L'evidence based medicine, c'est quoi?
L’evidence based medicine (EBM) ou médecine basée sur les preuves, est un principe apparu il y a déjà longtemps, mais dont l’évolution réelle est récente [1]. Elle désigne le concept selon lequel on doit, pour appliquer le meilleur traitement possible et le plus adapté à son patient, allier à la fois son expérience professionnelle en tant que clinicien, les données apportées par la littérature scientifique, et les préférences du patient [1];[2].
Cette démarche intellectuelle et réfléchie nécessite donc de prendre le temps de rechercher les données en lien avec notre problématique, et de penser à l’application clinique possible dans la pratique quotidienne. Bien entendu il n’est pas possible de tout savoir sur les dernières avancées concernant l’ensemble des pathologies que l’on suit, mais il est essentiel de consacrer un peu de temps à explorer la littérature scientifique dans les domaines qui éveillent le plus votre curiosité, ou qui concernent une grande partie de votre patientèle, par exemple. Cela permet de se maintenir informé sur les dernières « découvertes », les façons de pratiquer qui sont sans cesse modifiées, voire totalement remises en question, de ce qui est actuellement préconisé pour telle ou telle pathologie, et ainsi de suite, tout cela vous permettant d’assurer les meilleurs soins possible à votre patient. Cette démarche fait donc partie intégrante d’une bonne pratique professionnelle. Mais il faut se concentrer sur ce qui nous intéresse le plus, trop se disperser rendrait toute tentative contre-productive. En effet énormément de publications paraissent tous les jours (même si il y en a moins dans le domaine de la physiothérapie que le domaine médical), et il n’est pas réalisable de se tenir au courant de toutes les recherches en cours, à moins peut-être d’y consacrer tout son temps!
En partant de ce constat, il faut donc savoir cibler les domaines dans lesquels le besoin d’étendre ses connaissances est le plus grand, et à force d’appliquer cette démarche, celle-ci devient plus rapide, systématique et naturelle. Le tout est de commencer. Bien sûr, une fois ces connaissances acquises, seule votre expérience et les besoins de votre patient vous permettront de les mettre en application de la meilleure façon possible :
Il faut normalement s’appuyer sur le plus haut niveau de preuve possible, et si cela n’est pas possible, sur l’évidence scientifique la mieux reliée au sujet qui nous intéresse, d’où l’importance de l’expertise du thérapeute.
Une fois cela accepté, il reste à savoir comment chercher, et surtout quoi?
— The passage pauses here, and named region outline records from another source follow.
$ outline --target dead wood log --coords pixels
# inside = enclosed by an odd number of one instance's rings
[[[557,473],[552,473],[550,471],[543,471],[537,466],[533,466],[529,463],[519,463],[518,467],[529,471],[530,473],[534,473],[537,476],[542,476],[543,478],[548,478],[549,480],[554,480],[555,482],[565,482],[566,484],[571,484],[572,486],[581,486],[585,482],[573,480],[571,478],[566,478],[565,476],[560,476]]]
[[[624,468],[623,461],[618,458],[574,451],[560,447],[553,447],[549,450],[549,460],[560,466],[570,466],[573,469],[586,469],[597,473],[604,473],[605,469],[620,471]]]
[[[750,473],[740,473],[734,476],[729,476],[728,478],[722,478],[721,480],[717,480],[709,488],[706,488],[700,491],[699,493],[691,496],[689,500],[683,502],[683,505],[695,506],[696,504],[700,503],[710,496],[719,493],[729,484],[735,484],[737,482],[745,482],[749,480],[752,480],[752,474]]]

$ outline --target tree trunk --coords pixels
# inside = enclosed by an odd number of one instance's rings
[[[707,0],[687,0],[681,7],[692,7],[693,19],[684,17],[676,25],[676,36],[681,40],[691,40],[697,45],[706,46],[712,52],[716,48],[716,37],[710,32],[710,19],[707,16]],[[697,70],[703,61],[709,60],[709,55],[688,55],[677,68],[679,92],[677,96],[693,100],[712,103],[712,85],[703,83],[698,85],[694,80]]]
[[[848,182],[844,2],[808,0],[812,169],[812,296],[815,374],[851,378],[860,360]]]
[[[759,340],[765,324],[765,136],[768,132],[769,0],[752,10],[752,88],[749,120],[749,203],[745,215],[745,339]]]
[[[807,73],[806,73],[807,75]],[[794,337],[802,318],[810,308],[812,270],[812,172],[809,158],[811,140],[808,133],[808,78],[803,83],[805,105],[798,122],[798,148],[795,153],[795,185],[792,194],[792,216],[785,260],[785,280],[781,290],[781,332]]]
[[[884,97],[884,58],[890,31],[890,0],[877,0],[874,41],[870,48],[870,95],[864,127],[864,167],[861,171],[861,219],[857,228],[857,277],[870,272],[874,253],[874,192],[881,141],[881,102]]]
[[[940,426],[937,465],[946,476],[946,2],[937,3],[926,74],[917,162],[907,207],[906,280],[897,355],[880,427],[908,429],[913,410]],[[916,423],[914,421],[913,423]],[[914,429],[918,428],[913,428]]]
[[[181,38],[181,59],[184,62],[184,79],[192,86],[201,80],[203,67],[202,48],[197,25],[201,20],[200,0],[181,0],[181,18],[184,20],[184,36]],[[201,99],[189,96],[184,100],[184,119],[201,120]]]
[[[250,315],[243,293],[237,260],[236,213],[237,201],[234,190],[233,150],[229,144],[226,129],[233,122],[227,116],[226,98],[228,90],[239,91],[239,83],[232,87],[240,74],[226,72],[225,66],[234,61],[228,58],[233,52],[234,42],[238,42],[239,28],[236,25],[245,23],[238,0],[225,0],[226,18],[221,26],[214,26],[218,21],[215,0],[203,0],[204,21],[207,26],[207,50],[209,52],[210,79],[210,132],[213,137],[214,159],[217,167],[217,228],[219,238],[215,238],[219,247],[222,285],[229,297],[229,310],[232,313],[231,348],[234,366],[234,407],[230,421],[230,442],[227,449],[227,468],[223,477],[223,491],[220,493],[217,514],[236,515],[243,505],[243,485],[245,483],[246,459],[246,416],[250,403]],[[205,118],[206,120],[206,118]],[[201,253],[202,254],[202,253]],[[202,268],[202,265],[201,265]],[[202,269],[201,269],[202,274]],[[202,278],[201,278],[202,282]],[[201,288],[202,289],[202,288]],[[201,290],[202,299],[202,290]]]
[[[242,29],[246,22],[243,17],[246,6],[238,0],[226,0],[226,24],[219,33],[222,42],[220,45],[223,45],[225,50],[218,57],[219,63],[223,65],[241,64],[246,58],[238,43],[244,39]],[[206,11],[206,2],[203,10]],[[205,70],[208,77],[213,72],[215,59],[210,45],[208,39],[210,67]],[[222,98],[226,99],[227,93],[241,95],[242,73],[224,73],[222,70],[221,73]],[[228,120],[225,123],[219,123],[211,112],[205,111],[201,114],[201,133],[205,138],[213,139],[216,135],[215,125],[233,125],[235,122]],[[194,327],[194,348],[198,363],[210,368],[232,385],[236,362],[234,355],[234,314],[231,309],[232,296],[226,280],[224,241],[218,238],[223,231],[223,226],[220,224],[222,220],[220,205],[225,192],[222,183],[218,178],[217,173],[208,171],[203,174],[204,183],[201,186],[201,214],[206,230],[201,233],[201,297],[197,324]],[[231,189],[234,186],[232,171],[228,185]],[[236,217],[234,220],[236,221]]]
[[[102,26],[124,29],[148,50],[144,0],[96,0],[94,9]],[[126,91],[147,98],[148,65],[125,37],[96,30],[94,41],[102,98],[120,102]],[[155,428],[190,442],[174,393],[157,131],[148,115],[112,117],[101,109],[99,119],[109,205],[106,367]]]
Tout le monde s’accorde pour dire que le plus haut niveau de preuve que l’on peut trouver dans la littérature réside dans les études systématiques avec méta-analyses. Bien entendu il n’est pas toujours possible d’en trouver selon le domaine choisi, et en fonction de notre problématique, d’autres types d’études peuvent suffire.
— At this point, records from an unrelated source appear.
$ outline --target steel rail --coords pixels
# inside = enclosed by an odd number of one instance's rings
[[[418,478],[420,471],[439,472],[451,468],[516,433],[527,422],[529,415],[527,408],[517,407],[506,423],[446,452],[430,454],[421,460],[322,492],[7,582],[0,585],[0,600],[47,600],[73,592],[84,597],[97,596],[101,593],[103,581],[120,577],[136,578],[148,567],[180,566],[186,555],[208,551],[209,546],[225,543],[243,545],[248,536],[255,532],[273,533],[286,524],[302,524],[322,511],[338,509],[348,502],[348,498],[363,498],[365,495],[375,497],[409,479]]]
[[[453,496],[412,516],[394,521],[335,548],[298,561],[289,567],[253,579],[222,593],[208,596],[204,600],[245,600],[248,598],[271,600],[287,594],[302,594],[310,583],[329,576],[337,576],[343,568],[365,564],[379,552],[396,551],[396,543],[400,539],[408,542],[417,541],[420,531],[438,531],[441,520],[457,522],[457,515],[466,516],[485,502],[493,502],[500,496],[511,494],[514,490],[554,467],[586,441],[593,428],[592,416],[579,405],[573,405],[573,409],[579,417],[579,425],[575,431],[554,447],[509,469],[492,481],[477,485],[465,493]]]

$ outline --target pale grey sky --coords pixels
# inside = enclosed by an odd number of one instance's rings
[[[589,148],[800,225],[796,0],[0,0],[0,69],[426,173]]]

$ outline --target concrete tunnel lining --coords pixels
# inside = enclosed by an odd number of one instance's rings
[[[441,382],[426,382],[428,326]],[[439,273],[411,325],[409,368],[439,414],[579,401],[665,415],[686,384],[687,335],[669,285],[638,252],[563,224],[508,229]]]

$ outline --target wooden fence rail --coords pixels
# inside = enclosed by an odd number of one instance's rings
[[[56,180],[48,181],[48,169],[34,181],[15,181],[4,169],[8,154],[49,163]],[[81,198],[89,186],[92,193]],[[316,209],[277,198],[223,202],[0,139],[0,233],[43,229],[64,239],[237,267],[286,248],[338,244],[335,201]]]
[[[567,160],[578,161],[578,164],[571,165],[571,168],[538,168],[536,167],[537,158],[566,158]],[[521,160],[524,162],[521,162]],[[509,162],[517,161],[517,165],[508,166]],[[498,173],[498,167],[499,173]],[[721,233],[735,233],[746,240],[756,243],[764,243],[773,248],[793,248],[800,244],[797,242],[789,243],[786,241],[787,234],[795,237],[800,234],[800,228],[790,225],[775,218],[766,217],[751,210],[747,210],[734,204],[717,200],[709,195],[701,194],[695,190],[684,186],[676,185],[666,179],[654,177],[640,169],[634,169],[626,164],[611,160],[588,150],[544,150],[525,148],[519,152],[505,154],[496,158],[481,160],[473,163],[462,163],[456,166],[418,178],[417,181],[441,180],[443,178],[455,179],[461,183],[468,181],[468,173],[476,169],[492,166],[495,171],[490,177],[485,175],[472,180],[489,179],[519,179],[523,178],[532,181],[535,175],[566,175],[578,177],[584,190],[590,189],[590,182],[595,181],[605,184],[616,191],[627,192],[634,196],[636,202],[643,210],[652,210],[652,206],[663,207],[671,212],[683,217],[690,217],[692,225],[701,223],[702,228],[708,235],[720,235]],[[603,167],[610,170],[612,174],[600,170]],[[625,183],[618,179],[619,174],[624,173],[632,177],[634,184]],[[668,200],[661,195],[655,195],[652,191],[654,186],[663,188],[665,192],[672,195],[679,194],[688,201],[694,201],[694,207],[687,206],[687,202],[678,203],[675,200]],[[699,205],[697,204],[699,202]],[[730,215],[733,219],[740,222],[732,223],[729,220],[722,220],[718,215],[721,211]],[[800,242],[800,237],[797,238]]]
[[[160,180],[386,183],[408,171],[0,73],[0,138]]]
Dans la partie suivante, nous nous intéresserons donc aux différents types d’études recensées dans la littérature scientifique, quelles sont les informations qu’elles apportent et comment les utiliser, si cela est possible, dans la pratique quotidienne, ainsi que leur niveau de preuve. Par la suite, nous verrons quelles sont les bases de données ainsi que les différents outils d’aide à votre disposition pour effectuer une recherche.
Références :
1. Sackett DL, Rosenberg WM, Gray JA, Haynes RB, Richardson WS. Evidence based medicine : what it is and what it isn’t. British, Medical Journal, 1996 ;312:71-2. (Cet article est consultable gratuitement sur medline).
2. Duclos C., les difficultés du transfert des connaissances scientifiques à la pratique clinique: Exemple de l’utilisation des vibrations musculaires en rééducation, kinésithérapie la revue, Juillet 2010, Pages 49-54.